Home, Overview

AMS 381A / COLI 331J / PPL 380m / RHET 450G. Race for Glory. Andrew Scholtz, Instructor (ascholtz@binghamton.edu). TR 10:05-11:30. LN 2405. GenEds: H, O, Harpur W (writing). Students with special needs, please inform instructor.

In a poem from 1845, Edgar Allan Poe longs for "the glory that was Greece, / And the grandeur that was Rome." But what was Greek glory under Rome? As we shall see, it was in many ways a re-performance of past greatness in the face of a problematic present. For the challenge posed by being proudly Greek under Roman rule involved a tricky sort of negotiation, both with the ruling power and with fellow Imperial subjects. Indeed, it seems to have fostered a climate of intense rivalry in the Greek-speaking Roman East, whose star orators, athletes, and others competed on a grand scale.

Library of Celsus, Ephesus
Library of Celsus, Ephesus (Wikipedia)

Hence competition as a theme central to the course: celebrity sophists battling one another for prestige; cities battling for Imperial favor; ordinary folks seeking to get ahead of, or not to be left behind by, other ordinary folks. There were prizes to be won, but dangers, too, especially those posed by envious rivals. In the end, such concerns generated much cultural production, but they reveal as well fault-lines within ideologies shaping the creation and ancient reception of materials to be studied.

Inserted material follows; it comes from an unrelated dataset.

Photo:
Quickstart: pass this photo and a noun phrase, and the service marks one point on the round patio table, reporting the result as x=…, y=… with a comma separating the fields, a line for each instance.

As for topics to be explored, they include:

  • Athletic training and competition
  • Euergetism, i.e., the race for prestige by wealthy sponsors of public works
  • Rhetorical culture, which, for the time and place that concerns us, often goes by the name second sophistic"
  • Issues of gender and sexuality in relation to status and prestige
  • Literary treatments of the experiences of sub-elites.
Winged Victory, Ephesus
Nike ("Winged Victory"), Ephesus. Andrew Hurley, Flickr

Those topics we shall explore through physical and written evidence: architecture, art, writings, inscriptions. Texts, mostly in PDF form, include:

  • Philostratus
    • On Athletic Training
    • Life of Apollonius of Tyana
    • Lives of the Sophists
  • Alciphron
    • Select Letters
  • Aelius Aristeides
    • Select speeches
    • Excerpts from Sacred Tales
  • Lucian
    • Death of Peregrinus
    • The True Story (or, A Trip to the Moon)
    • Select declamations
  • Polemon
    • Physiognomy
  • Excerpts from rhetorical textbooks

For a typical class, expect to prepare by reading an assigned text or texts, on which you'll enter a quiz response. Expect As well to participate in discussion. We shall also be doing a lot of group work with speech-writing and -presenting. There will, furthermore, be oral and written orations to present, and along with that, anonymous peer-critiquing. Midterm and final.